Perché un operatore ecologico continuerà purtroppo a odorare di spazzatura, mentre lavora. Però magari se rispettiamo sul serio il suo operato, appunto, ecologico, possiamo smettere le nostre facce truci quando stiamo in fila dietro un camion addetto al recupero della spazzatura (e che invece a volte rischia un linciaggio in-civile).
Meglio ancora se la piantiamo di buttare i rifuti alla rinfusa o, colti da una sindrome napoletana. a lasciarli fuori dai cassonetti.
A volte c’è una casa intera, nei paraggi dei cassonetti. Sedie, phon, tavolacci e perfino i divani.
Occorrerebbe una ditta traslochi.
Ma ora che non sono più mondezzari, ora che sono operatori ecologici, noi siamo buoni sul serio. Noi sì che siamo una vera civiltà aperta e tollerante.
E chissenfrega della raccolta differenziata.
E poi non ci pensano più neanche i radical-chic, che una volta volevano sempre distinguersi…
Quanto ai gay, ora che non sono più finocchi e neanche froci grazie ai nostri esorcismi linguistici possiamo comunque permetterci di schifarci davanti alle manifestazioni dei Dico o di pensare alla Mucca Assassina come a un Sabbath moderno.
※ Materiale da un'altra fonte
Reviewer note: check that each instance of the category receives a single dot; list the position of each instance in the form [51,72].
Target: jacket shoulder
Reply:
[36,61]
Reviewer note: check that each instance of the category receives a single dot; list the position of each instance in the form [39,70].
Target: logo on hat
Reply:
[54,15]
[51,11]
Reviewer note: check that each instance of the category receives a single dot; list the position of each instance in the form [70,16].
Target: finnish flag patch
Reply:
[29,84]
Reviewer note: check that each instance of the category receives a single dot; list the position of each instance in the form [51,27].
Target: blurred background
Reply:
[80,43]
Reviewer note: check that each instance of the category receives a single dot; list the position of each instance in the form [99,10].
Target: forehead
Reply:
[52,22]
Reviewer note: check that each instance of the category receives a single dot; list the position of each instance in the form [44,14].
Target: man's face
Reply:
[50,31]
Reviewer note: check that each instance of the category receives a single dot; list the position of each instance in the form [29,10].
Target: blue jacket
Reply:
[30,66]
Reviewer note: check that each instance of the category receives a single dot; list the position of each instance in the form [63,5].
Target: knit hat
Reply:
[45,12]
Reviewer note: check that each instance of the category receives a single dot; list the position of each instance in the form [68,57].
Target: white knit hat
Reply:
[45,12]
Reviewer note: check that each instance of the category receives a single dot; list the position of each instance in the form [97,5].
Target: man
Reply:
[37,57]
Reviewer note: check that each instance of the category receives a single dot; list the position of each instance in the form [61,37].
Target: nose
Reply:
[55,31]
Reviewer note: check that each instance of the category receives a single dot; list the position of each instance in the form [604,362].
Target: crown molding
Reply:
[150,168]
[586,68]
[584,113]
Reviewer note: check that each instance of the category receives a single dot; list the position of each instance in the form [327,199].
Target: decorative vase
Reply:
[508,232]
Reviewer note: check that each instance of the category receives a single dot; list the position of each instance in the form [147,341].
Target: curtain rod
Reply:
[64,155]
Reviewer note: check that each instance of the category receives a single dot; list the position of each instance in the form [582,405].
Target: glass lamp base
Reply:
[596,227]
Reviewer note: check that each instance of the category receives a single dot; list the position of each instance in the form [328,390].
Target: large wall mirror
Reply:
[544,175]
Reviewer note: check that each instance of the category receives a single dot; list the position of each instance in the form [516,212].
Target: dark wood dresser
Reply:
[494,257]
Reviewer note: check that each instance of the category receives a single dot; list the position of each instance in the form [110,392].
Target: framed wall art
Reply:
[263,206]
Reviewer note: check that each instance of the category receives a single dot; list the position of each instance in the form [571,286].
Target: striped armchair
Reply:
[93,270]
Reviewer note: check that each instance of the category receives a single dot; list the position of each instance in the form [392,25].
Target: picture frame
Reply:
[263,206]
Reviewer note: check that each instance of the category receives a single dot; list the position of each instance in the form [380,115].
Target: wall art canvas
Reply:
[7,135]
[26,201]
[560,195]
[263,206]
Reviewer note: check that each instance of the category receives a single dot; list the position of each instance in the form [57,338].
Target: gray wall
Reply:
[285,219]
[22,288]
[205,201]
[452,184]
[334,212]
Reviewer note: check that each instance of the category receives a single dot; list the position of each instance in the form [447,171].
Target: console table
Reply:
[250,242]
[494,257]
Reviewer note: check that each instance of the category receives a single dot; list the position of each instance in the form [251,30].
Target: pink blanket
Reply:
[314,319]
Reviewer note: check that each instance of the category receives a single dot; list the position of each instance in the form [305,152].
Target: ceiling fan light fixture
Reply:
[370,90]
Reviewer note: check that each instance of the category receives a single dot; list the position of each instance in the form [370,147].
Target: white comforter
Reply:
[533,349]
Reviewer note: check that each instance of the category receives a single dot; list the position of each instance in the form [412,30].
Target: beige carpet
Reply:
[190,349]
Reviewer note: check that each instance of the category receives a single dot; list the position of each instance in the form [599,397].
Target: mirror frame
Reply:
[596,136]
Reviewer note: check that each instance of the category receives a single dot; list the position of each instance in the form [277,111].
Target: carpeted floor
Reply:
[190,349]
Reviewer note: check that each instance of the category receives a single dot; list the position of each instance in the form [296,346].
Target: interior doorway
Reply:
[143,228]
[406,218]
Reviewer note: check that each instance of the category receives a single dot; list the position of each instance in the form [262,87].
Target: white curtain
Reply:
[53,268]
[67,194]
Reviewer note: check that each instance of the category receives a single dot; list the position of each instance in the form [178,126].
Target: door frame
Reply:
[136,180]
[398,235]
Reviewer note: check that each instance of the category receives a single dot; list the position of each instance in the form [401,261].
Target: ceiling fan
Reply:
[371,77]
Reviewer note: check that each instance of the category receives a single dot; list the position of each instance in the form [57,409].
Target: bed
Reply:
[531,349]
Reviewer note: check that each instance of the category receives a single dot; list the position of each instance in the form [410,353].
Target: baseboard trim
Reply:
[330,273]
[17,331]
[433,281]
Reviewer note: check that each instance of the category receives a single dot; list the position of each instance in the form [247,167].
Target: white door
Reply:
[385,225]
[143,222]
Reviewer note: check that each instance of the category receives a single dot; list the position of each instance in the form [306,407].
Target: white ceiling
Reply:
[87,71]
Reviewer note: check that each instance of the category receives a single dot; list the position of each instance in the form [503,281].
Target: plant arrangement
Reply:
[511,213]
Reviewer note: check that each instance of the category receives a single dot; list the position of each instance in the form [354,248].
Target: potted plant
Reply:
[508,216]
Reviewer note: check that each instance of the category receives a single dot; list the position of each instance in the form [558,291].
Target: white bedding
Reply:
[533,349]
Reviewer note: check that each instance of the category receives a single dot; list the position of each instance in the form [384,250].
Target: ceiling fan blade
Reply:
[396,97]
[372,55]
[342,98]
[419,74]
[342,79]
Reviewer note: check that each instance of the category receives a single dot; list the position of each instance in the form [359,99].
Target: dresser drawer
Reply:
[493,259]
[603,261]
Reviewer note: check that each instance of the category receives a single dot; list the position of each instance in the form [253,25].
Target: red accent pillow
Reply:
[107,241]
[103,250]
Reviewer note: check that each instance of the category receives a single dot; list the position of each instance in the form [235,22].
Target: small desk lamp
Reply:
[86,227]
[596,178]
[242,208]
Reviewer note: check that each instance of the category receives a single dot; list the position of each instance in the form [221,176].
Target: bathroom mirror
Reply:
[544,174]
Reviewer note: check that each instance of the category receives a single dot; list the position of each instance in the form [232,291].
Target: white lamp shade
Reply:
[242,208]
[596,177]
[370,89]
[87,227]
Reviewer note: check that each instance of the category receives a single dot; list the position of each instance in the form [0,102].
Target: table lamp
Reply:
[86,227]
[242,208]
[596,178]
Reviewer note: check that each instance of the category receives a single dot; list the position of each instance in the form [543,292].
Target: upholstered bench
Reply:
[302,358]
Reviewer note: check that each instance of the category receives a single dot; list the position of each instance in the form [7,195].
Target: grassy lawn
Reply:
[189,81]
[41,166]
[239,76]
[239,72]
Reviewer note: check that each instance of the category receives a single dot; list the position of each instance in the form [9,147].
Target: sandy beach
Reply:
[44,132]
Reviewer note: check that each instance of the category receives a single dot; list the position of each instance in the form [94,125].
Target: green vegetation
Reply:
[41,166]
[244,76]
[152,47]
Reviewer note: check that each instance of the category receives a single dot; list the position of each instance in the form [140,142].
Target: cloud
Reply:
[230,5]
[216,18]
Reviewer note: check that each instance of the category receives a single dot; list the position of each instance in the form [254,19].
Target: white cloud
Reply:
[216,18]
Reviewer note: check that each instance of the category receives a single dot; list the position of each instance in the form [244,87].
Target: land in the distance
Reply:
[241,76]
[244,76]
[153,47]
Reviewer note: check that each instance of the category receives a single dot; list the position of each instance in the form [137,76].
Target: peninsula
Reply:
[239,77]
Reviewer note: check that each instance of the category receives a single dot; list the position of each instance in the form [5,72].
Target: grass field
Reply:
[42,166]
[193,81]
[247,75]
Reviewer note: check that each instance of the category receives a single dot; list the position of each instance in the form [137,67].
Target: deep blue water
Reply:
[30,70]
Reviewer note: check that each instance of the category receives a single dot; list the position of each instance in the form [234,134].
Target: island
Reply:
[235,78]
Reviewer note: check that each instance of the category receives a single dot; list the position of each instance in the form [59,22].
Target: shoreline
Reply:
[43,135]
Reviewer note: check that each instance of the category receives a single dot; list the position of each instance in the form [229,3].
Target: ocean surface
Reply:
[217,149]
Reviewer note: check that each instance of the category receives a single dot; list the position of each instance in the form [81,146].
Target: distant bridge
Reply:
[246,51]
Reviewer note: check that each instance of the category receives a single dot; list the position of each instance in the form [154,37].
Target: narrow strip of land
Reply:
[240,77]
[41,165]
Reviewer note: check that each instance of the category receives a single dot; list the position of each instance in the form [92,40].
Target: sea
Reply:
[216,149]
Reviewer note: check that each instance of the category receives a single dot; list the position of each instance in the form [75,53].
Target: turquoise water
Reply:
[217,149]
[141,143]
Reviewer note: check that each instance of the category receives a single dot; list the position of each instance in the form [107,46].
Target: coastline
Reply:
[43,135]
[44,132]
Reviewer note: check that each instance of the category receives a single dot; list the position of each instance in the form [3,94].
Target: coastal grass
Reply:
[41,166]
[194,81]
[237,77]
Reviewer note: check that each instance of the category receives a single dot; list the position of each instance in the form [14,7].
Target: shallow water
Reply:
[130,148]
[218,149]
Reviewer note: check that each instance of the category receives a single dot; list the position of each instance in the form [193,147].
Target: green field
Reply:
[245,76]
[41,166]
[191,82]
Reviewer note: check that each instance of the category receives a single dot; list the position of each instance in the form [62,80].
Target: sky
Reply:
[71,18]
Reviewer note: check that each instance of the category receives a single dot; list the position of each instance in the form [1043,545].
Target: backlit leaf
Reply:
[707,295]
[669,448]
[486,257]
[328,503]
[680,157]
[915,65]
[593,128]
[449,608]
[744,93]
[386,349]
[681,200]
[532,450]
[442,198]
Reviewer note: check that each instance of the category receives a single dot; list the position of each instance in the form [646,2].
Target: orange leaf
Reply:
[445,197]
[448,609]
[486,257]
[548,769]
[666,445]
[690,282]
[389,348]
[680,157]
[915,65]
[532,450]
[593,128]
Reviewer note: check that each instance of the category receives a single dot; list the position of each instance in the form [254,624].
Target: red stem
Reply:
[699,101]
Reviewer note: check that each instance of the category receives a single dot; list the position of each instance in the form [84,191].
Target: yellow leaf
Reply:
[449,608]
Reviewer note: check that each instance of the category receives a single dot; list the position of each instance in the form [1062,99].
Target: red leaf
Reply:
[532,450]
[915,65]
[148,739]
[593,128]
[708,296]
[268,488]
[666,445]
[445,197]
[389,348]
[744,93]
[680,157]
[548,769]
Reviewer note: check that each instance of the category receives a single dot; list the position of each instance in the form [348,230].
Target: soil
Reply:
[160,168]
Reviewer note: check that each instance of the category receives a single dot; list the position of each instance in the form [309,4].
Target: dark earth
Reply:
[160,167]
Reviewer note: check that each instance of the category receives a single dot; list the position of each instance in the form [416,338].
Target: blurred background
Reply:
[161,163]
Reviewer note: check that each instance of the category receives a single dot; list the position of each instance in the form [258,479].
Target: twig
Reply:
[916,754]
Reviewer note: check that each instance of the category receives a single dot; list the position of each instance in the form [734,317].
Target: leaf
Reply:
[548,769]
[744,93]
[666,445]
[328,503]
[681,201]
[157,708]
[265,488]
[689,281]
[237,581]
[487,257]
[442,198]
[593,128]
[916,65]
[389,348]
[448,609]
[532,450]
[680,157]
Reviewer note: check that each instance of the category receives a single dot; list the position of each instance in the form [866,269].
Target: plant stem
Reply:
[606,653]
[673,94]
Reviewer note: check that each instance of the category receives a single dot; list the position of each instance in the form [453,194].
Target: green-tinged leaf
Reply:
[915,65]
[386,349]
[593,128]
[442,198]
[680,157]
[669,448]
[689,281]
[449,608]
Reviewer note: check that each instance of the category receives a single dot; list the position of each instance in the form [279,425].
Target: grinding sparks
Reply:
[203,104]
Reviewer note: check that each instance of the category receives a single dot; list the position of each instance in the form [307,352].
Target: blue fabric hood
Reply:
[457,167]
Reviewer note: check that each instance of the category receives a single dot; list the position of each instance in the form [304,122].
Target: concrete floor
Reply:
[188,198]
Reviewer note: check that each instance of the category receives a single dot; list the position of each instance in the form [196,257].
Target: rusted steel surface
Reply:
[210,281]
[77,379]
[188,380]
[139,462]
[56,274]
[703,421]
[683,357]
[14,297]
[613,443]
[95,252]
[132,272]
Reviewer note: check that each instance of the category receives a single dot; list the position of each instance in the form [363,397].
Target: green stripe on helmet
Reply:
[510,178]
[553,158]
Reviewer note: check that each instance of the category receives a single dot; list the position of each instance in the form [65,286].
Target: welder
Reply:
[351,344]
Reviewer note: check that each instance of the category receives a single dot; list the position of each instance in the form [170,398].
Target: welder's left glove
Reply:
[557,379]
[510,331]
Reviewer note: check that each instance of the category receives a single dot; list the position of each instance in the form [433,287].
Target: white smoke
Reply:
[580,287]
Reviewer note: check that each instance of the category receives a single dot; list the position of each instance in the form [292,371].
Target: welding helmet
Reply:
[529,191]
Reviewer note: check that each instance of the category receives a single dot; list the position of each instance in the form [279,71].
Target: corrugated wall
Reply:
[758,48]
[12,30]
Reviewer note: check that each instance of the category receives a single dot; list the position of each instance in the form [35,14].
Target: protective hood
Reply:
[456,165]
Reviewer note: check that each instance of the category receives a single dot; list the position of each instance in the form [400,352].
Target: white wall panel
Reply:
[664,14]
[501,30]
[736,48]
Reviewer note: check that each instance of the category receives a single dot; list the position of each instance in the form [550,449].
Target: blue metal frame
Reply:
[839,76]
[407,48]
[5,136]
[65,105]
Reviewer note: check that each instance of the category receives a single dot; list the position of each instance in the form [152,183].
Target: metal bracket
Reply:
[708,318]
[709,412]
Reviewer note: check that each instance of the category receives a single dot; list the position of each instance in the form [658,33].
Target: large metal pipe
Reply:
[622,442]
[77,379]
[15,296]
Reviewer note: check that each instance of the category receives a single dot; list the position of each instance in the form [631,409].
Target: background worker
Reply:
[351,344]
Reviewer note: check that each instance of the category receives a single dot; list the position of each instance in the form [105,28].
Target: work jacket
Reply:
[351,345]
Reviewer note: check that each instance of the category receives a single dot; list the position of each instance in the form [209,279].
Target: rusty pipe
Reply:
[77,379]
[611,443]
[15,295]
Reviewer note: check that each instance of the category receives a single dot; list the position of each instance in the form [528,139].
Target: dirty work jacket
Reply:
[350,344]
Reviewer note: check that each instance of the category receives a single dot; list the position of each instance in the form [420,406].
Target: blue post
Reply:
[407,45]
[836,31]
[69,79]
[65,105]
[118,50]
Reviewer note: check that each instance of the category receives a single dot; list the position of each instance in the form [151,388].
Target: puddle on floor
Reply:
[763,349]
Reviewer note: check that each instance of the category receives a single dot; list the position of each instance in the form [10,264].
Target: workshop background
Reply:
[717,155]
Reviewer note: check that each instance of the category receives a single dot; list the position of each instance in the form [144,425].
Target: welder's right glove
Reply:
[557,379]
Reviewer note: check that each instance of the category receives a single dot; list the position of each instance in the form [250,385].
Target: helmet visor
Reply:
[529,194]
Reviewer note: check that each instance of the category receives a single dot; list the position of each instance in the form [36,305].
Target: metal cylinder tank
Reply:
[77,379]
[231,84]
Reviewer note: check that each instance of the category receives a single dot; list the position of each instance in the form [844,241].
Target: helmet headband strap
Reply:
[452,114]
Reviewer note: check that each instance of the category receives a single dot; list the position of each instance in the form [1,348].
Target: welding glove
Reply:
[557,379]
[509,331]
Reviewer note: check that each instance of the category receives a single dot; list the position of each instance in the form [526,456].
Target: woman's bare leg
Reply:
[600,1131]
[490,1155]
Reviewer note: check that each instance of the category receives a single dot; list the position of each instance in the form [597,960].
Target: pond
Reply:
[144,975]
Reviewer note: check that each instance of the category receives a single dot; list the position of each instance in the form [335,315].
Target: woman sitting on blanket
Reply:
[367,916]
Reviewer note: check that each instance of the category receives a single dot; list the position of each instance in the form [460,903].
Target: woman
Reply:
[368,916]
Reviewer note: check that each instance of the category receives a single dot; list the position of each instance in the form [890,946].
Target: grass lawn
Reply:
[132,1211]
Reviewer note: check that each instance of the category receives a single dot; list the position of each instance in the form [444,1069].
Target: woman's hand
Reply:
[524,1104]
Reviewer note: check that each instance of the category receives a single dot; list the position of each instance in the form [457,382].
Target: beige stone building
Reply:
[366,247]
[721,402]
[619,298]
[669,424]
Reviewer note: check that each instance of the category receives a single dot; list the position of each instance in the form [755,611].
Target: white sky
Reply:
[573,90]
Insomma, non basta cambiare un nome per cambiare una realtà o un atteggiamento.
Con i nomi ci si fa poco. Contano i fatti, signori. I fatti.
E il vero "nome", quello autentico, quello che rimanda a un’essenza, è sempre un enigma da attraversare.
Il nome della rosa non modifica il fiore, hai ragione, Giulietta.
Non lo fa diventare un gelsomino né tantomeno un ciuffo d’ortica.
Ma si può perfino andare più in là, là dove i nomi perdono "il suono" e diventano così sottili da vibrare nella coscienza. Quei nomi che scendono dalla nave e si radunano nel bosco, per dirla con Jünger.
Il tuo Romeo, in quel caso, non sarebbe morto.
Ma siamo umani, noi. E abbiamo bisogno dei destini costruiti sui nomi.
Il bello è che non cambiano, quei destini, se li poggiamo solo sulla fragilità del loro nome.
Siamo noi, a dover cambiare.
A dover trovare il vero nome della rosa.
Ma quanto è difficile. Chissà se ci riusciremo mai.